The second search implementation runs on the Java server using Apache Lucene/Solr.

Advantages

  • Extremely fast even over large document spaces (nearly instantaneous on a modest developer workspace).
  • Supports both case-sensitive and insensitive search on filenames

Disadvantages

  • Does not support case-sensitive search on file contents. Lucene can support this, but doing so doubles the size of the search index.
  • Currently the indexer runs periodically and has no smarts about what files have changed. This means there can be a significant lag between changes to files, and when the indexer is updated (several minutes, or even an hour on a very large workspace such as OrionHub with 25,000 users.
  • No suffix matching by default. By default will only match searches on whole words or word prefixes. For example, if the document contains the word "oranges", then searching for "orange" will match, but searching for "ranges" will not match. This is intuitive and expected behavior when performing natural language searches, but does not meet expectations of a developer performing a code search. For example a developer might be looking for functions "getOranges" and "setOranges" with a search for the term "etOranges". Lucene also supports suffix queries, but they are much more expensive because they must traverse the entire index. The Orion indexed search will find both "getOranges" and "setOranges" if the user searches for "*etOranges", but adding the wildcard by default makes all searches slow.
  • Does not currently combine phrase and partial word search.

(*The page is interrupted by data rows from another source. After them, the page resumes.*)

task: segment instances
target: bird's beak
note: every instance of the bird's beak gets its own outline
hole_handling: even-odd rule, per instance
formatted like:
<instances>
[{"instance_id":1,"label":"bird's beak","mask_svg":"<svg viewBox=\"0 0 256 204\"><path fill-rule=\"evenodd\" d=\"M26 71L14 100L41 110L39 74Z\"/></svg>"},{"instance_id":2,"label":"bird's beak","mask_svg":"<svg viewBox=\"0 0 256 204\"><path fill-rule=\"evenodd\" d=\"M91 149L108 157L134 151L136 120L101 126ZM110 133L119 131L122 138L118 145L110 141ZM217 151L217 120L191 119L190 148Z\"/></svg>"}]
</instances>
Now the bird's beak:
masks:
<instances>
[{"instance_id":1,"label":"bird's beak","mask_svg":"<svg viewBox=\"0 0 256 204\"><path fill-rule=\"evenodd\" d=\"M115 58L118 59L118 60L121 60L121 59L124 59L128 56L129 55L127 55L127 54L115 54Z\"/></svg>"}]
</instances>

For example when a document contains "hello world", searching for "hello wor" will not find it. There is an indexing performance trade-off to make this kind of search work.
  • Does not support terms containing whitespace or punctuation. The indexed search uses whitespace and punctuation as word delimiters, and therefore does not support search phrases containing a combination of text and punctuation. This is again expected when searching natural language, but not for a developer searching over code, where punctuation and whitespace are important.
  • Index scalability needs to be managed. When the search space becomes very large (500+ GB) search performance begins to decline dramatically. Solr supports sharding to manage scalability on very large indexes but this requires engineering work in Orion that we have not yet done.
  • No support for regular expressions. Supports simple ? and * wildcards only
  • No accurate model of what files are binary versus text. Currently a whitelist is used to include only known text file types.

Current usage

  • Filename searches are performed exclusively with the indexed search. This works very well apart from the lag when new files are created before first indexing
  • Text body searches use the crawler if either "case sensitive" or "regular expression" mode is used.
  • Other text body searches use a combination of indexed and crawling search.